Symptoms of complete spinal cord injury classically occur 6–8 weeks after acute spinal cord injury (spinal shock) and include spastic paralysis, hyperreflexia, and presence of pathological reflexes (e.g., plantar reflex) below the site of injury.

If spinal injury is suspected (e.g., previous trauma to the neck or back), the patient's spine should be stabilized and the patient should be moved with extreme caution to avoid further damage to the spine!

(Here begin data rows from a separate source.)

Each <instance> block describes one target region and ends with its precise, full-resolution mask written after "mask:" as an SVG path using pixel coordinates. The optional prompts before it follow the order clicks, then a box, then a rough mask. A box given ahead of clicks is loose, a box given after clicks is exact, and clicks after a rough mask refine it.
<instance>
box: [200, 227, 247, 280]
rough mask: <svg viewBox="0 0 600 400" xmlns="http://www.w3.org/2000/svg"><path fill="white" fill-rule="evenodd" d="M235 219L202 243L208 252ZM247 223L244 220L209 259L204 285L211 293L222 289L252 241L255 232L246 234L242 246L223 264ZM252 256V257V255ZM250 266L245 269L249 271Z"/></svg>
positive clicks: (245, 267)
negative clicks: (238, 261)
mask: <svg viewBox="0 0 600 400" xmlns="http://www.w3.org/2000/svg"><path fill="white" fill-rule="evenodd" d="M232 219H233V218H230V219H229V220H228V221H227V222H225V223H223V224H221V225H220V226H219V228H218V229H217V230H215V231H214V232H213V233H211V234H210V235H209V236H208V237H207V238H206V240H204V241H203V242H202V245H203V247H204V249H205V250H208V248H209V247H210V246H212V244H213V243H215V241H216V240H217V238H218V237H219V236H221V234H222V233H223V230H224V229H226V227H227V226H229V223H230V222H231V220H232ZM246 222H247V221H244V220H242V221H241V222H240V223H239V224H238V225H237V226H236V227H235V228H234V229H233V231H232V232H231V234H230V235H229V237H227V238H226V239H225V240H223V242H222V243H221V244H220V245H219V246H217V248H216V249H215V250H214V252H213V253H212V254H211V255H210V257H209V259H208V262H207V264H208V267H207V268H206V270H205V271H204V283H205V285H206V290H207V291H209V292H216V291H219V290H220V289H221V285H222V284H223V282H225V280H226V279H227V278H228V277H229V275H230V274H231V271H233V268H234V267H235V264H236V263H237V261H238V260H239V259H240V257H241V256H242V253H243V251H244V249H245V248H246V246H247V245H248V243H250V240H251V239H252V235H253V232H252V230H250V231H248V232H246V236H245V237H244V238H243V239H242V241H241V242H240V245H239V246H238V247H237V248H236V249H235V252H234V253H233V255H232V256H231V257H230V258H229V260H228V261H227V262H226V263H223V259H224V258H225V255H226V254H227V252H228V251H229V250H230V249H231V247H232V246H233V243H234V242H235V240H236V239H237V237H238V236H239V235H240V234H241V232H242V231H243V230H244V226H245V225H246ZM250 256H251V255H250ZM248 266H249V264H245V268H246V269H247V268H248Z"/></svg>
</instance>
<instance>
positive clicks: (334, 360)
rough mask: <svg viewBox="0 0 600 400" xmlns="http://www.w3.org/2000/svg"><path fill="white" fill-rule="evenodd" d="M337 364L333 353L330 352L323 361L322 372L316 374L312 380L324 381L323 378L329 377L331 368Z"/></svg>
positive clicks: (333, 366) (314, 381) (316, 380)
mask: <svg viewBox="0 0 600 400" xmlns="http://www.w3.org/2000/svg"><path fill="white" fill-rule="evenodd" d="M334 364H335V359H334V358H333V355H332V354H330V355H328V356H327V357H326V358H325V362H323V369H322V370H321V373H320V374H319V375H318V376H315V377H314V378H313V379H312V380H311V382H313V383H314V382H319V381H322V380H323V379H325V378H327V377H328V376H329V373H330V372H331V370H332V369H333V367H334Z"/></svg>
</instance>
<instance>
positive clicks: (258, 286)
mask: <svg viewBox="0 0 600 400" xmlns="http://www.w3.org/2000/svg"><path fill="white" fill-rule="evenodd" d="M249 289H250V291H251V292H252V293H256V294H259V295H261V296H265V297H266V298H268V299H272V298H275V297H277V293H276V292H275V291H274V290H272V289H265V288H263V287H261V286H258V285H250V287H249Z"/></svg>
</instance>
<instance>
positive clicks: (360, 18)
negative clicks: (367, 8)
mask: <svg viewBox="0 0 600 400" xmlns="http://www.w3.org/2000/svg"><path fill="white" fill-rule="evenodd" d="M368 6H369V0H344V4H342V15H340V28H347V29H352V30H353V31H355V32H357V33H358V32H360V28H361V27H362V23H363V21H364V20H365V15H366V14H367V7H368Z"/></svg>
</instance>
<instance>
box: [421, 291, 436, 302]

A complete spinal cord injury above C4 represents a life-threatening situation due to the risk of diaphragmatic paralysis.

References:^[1][3]

• Description
  • A clinical syndrome involving a sudden onset of excessively high blood pressure caused by an imbalanced autonomic reflex response
  • Considered a medical emergency
• Etiology: autonomic hyperreflexia develops in individuals with spinal cord injury who are exposed to stimuli affecting the body below the level of injury ^[4]
  • Spinal cord injury
    • Usually at the level of T6 or higher
    • Causes predisposition for episodes of life-threatening autonomic dysfunction
  • Episode provoking stimulus: can initiate a cascade of imbalanced autonomic reflexes and is located below the level of the lesion
    • Cutaneous (e.g., skin infection, traumatic injury, pressure ulcer)
    • Visceral
      • Bladder (e.g., distended bladder, UTI)
      • Genital (e.g., childbirth, sexual intercourse)
      • Intestinal (e.g., bowel obstruction, constipation)
• Pathophysiology ^[4]
  • Development of the predisposition: damage to descending spinal cord fibers → loss of modulating signaling from the brain → lack of inhibition of spinal cord reflexes → excessive sympathetic reflex response to stimuli below the lesion → life-threatening overactivation of the autonomic nervous system (sympathetic and parasympathetic)
  • Development of a hypertensive emergency: stimulus (below the lesion) → uninhibited sympathetic activation → hypertension (through vasoconstriction and tachycardia) → parasympathetic activation (by carotid sinus baroreceptor) → vasodilation in the area above the lesion; and decrease in heart rate → bradycardia, heart block, and hypertensive emergency
• Clinical features ^[5]
  • Hypertension
  • Throbbing headache
  • Diaphoresis
  • Dilated pupils
  • Guttmann sign: a clinical feature in high spinal cord lesions that manifests with nasal congestion due to sympathetic overactivity
    • Caused by facial vasodilation
    • Often accompanied by flushing, sweating, piloerection, mydriasis, hypertension, and bradycardia
  • Flushing (above the lesion)
  • Paleness (below the lesion)
  • Bradycardia (and AV block) or tachycardia
  • Anxiety
• Management ^[4]
  • Prevention of hypertensive episodes
    • Bladder voiding
      • Monitor urinary output
      • Assess urine retention (e.g., with bedside ultrasound)
      • Provide urinary catheter care (e.g., regular catheterization, examination for signs of infection, application of local anesthetics with catheter insertion)
    • Bowel movement
      • Monitor frequency of defecation
      • Assess for distension, bowel sounds, and masses
      • Release stool impaction (e.g., enema, manual disimpaction)
    • Skin protection
      • Regular skin assessment
      • Frequent position changes
      • Avoid localized pressure (e.g., from clothing or bedding)
  • Detection and treatment of hypertensive episodes
    • Regular assessment for clinical features
    • Monitor blood pressure
    • Position patient in 90° upper body elevation
    • Investigate and eliminate responsible stimulus
    • Antihypertensive treatment (e.g., nitroprusside, nifedipine)
• Complications ^[6]
  • Intracerebral hemorrhage
  • Seizures
  • Death

Autonomic dysreflexia is a medical emergency!

Patients with spinal cord injuries at T6 or above are at the highest risk for autonomic dysreflexia.

The most common stimuli for autonomic dysreflexia are bladder irritation (e.g., distended bladder, UTI), bowel irritation (bowel obstruction, constipation), and breakdown of skin (e.g., cutaneous lesions).